Elda Grabocka, PhD
Elda Grabocka, PhD
PhD, Structural Biology and Molecular Pharmacology, 2007
BS, Biology, Washington College
Most Recent Peer-Reviewed Publications
- RAS-mediated tumor stress adaptation and the targeting opportunities it presents
- Evaluating stress granules in pancreatic cancer in vitro and in vivo
- Mutant KRAS Enhances Tumor Cell Fitness by Upregulating Stress Granules
- Histological image processing features induce a quantitative characterization of chronic tumor hypoxia
- Mitotic-dependent phosphorylation of leukemia-associated RhoGEF (LARG) by Cdk1
Research in the Grabocka lab is centered on uncovering unique vulnerabilities of RAS-driven cancers and how to exploit them for the development of novel therapeutic targeting strategies.

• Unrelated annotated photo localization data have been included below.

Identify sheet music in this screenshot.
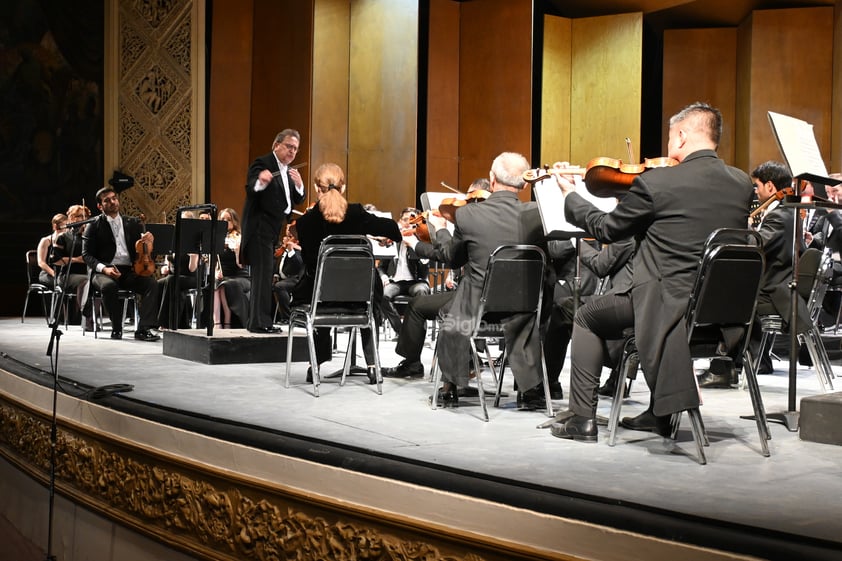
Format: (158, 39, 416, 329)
(419, 191, 455, 236)
(533, 177, 617, 239)
(767, 111, 836, 185)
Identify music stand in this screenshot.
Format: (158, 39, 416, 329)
(173, 214, 224, 335)
(768, 110, 841, 431)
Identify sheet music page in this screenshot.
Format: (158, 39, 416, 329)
(533, 177, 617, 239)
(767, 111, 830, 181)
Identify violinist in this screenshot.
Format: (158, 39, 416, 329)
(416, 153, 550, 410)
(82, 186, 160, 341)
(549, 102, 754, 443)
(272, 228, 303, 324)
(378, 207, 431, 334)
(214, 207, 250, 329)
(736, 161, 812, 379)
(55, 204, 92, 326)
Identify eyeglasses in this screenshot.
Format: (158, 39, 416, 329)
(281, 143, 298, 152)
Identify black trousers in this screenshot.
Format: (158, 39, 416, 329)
(568, 292, 635, 418)
(394, 291, 454, 362)
(90, 266, 160, 332)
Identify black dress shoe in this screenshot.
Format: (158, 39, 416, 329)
(110, 330, 122, 340)
(620, 409, 672, 437)
(381, 359, 424, 378)
(249, 326, 282, 334)
(429, 387, 459, 408)
(537, 409, 576, 429)
(366, 367, 378, 385)
(696, 370, 733, 389)
(134, 329, 160, 342)
(549, 381, 564, 400)
(517, 385, 546, 411)
(550, 415, 598, 442)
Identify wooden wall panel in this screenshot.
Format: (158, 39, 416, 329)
(209, 0, 254, 215)
(347, 0, 417, 216)
(249, 0, 313, 209)
(570, 13, 642, 167)
(311, 0, 351, 209)
(426, 0, 461, 193)
(458, 0, 532, 193)
(663, 28, 737, 164)
(833, 4, 842, 172)
(738, 7, 833, 172)
(540, 15, 572, 167)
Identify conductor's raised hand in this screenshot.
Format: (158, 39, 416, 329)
(289, 167, 303, 189)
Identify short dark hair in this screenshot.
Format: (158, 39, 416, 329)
(95, 186, 116, 203)
(670, 102, 722, 148)
(751, 161, 792, 191)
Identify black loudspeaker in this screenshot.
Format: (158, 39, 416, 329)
(108, 170, 135, 192)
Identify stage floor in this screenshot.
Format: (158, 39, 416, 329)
(1, 317, 841, 560)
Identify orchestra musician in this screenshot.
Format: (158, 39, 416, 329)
(424, 152, 550, 410)
(548, 102, 754, 442)
(292, 162, 400, 383)
(82, 186, 161, 341)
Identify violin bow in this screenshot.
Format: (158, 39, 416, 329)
(440, 181, 462, 194)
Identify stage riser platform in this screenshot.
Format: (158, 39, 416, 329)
(800, 391, 842, 445)
(162, 329, 309, 364)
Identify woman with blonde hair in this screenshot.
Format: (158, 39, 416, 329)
(293, 163, 400, 381)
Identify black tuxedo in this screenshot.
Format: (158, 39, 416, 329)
(273, 249, 304, 321)
(241, 152, 306, 330)
(565, 149, 754, 417)
(82, 214, 160, 332)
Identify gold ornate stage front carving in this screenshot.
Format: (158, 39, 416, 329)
(0, 395, 561, 561)
(106, 0, 205, 222)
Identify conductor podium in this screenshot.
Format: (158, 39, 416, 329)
(162, 327, 309, 364)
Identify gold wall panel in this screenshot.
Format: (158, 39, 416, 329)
(311, 0, 352, 208)
(107, 0, 205, 223)
(570, 13, 642, 167)
(458, 0, 532, 191)
(663, 28, 737, 164)
(540, 15, 572, 167)
(737, 7, 833, 173)
(426, 0, 461, 193)
(348, 0, 418, 215)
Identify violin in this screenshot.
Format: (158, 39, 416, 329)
(523, 156, 679, 198)
(437, 189, 491, 222)
(275, 220, 300, 257)
(133, 213, 156, 277)
(401, 211, 432, 243)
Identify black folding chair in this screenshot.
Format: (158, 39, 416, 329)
(284, 237, 382, 396)
(607, 229, 768, 464)
(431, 244, 553, 421)
(22, 249, 58, 324)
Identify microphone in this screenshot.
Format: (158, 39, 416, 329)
(65, 216, 99, 229)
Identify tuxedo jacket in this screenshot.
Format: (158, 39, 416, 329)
(82, 214, 145, 271)
(377, 245, 430, 282)
(240, 152, 306, 264)
(565, 149, 754, 416)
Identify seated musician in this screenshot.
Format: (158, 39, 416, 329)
(55, 205, 92, 326)
(81, 186, 160, 341)
(806, 175, 842, 327)
(36, 213, 67, 288)
(548, 102, 754, 443)
(214, 207, 250, 329)
(273, 232, 303, 324)
(378, 207, 431, 334)
(292, 163, 400, 383)
(157, 210, 202, 330)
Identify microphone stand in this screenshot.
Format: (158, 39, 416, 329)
(43, 223, 85, 561)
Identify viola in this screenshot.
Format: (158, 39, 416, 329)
(133, 213, 156, 277)
(523, 156, 679, 198)
(402, 211, 432, 243)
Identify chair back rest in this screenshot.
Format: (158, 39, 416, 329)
(798, 247, 832, 321)
(26, 249, 43, 286)
(478, 245, 546, 319)
(685, 236, 765, 338)
(311, 244, 375, 311)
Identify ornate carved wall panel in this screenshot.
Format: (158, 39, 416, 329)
(108, 0, 204, 223)
(0, 395, 571, 561)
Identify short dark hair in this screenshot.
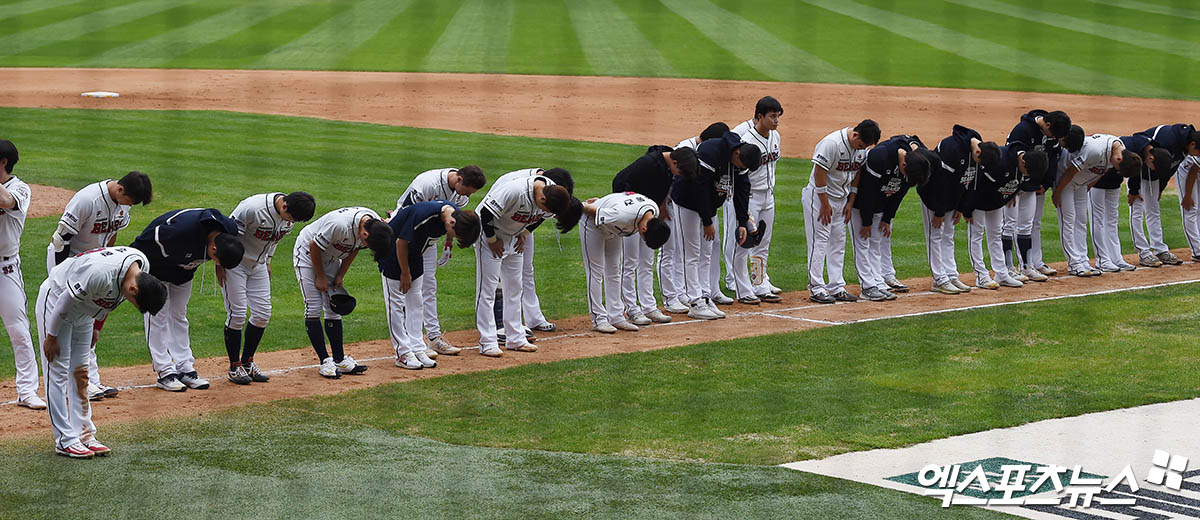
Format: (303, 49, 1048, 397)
(699, 122, 729, 142)
(452, 209, 481, 248)
(1118, 149, 1143, 178)
(1045, 111, 1071, 139)
(363, 218, 393, 262)
(978, 142, 1002, 175)
(542, 168, 574, 195)
(736, 143, 762, 171)
(1022, 150, 1048, 185)
(134, 271, 167, 316)
(118, 171, 153, 205)
(643, 218, 670, 249)
(0, 140, 18, 174)
(458, 165, 486, 189)
(555, 197, 583, 234)
(670, 146, 698, 178)
(1150, 148, 1174, 179)
(754, 96, 783, 117)
(1187, 129, 1200, 149)
(855, 119, 881, 146)
(1065, 125, 1085, 153)
(213, 232, 245, 268)
(903, 149, 935, 187)
(284, 191, 316, 221)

Activating mutations in one of the RAS genes (KRAS, NRAS, or HRAS) drive the development of approximately 30% of all human cancers including cancers of the pancreas, colon, and lung. A major focus of the Grabocka laboratory is to decipher the contribution of aberrant RAS signaling to the development of pancreatic cancer. ~ 90% of pancreatic cancer patients present activating mutations in the KRAS gene. Unfortunately for patients, these tumors are very aggressive and highly resistant to standard chemotherapy. Additionally, targeted therapy options are completely lacking. We are interested in defining how mutant RAS coerces stress adaptation mechanisms of cancer cells and the tumor microenvironment to promote tumor progression and drug resistance. To this end, significant effort in the Grabocka laboratory is dedicated to understanding how mutant RAS regulates the formation of stress granules, a cellular process we have linked to the drug resistance of KRAS-driven tumors. Ongoing studies in the lab include the establishment of 3D cell culture models and mouse models to study the role of stress granules in the drug resistance of KRAS tumors, the elucidation of the molecular pathways that drive stress granule formation in cancer, and the identification of molecular targets that are candidates for therapeutic intervention. Additional research interests include the cooperation of oncogenic signaling and stress stimuli to promote the acquisition of pro-tumorigenic properties, as well as the reprogramming of the DNA damage response signaling pathways in RAS-driven cancers.